Frequency and Effects of Excess Dosing of Anticoagulants in Patients ≤55 Years With Acute Myocardial Infarction Who Underwent Percutaneous Coronary Intervention (from the VIRGO Study)

      Excess dosing of anticoagulant agents has been linked to increased risk of bleeding after percutaneous coronary intervention (PCI) for women compared with men, but these studies have largely included older patients. We sought to determine the prevalence and gender-based differences of excess dosing of anticoagulants including glycoprotein IIb/IIIa inhibitors, bivalirudin, and unfractionated heparin in young patients with acute myocardial infarction who underwent PCI and to examine its association with bleeding. Of 2,076 patients enrolled in the Variation in Recovery: Role of Gender on Outcomes of Young Acute Myocardial Infarction Patients study who underwent PCI, we abstracted doses of unfractionated heparin, bivalirudin, and glycoprotein IIb/IIIa inhibitors administered during PCI from the medical records. At least 47.2% received at least 1 excess dose of an anticoagulant, which did not differ by gender. We used logistic regression to determine the predictors of excess dosing and the association of excess dosing with bleeding. In multivariable analysis, only lower body weight and younger age were significant predictors of excess dosing. Bleeding was higher in young women who received excess dosing versus those who did not (9.3% vs 6.0%, p = 0.03) but was comparable among men (5.2% vs 5.9%, p = 0.69) in univariate analysis.
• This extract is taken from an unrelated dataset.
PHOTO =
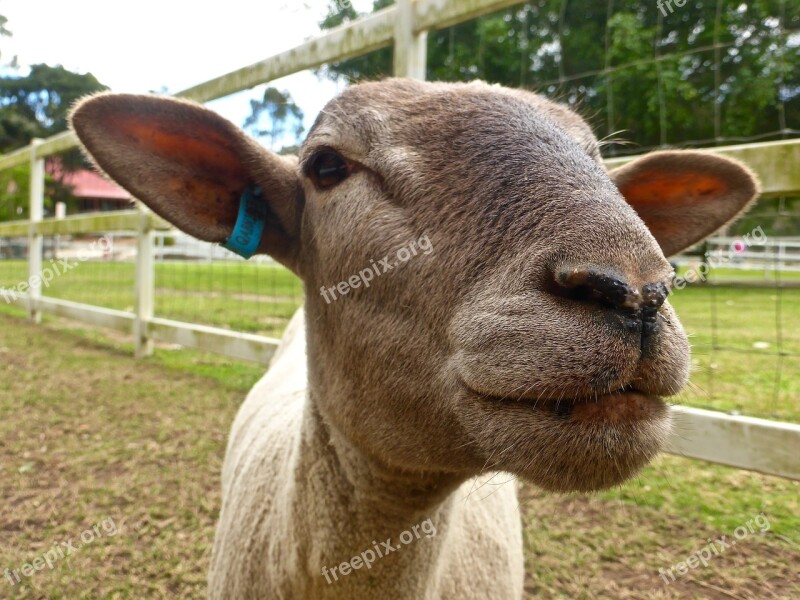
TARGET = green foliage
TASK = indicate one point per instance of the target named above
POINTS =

In multivariable analysis, there was a trend to an association between excess dosing and bleeding (odds ratio 1.33, 95% confidence interval 0.92 to 1.91) although not statistically significant. In conclusion, approximately half of the patients received excess dosing of anticoagulant drugs during PCI, which did not vary based on gender. There was a trend toward an association between excess dosing and increased bleeding, although not statistically significant.